South Africa’s first opponents, India, were not nearly so competent on their own last ODIs visit to England, in 2011, crashing 3-0 to the host nation ... again demonstrating that they are a far more formidable force on the Subcontinent that in more pace- or seam-friendly environments.

They then lost a home series to arch-rivals Pakistan 2-1, before earning revenge against England in India in January this year, winning 3-2 from a position of 1-0 down.

The eternally enigmatic Pakistanis? They’ve “bounced back” from their tightly-fought series loss in South Africa, but only by beating second-tier Ireland and Scotland away recently, and not too convincingly at that.

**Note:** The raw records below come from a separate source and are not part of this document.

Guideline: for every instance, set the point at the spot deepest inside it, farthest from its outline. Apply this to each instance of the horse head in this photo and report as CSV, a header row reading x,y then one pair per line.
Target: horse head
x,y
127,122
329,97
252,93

Against Ireland, for instance, the first ODI in Dublin was tied and they only closed out the second, and thus the mini-series, after coming from a wobbly 17 for four (thanks mainly to wicketkeeper Kamran Akmal’s 81 from the No 7 slot) to narrowly chase down a target of 230.

As for the other element of Group B, West Indies, they rather predictably saw off Zimbabwe 3-0 in the Caribbean in 2012/13, but in February this year were slaughtered 5-0 in Australia, including being skittled for a hapless 70 on the traditionally speed-friendly WACA track in Perth.

You do get the feeling that AB de Villiers’s team, provided key, proven international heavyweights like the captain himself, Hashim Amla, JP Duminy and Dale Steyn are suitably on song, will be best equipped from their group to win it in on the surfaces that will face them ...

Proteas’ Champions Trophy Group B fixtures (top two teams in each group advance to semi-finals): June 6 v India, Cardiff; June 10 v Pakistan, Birmingham; June 14 v West Indies, Cardiff.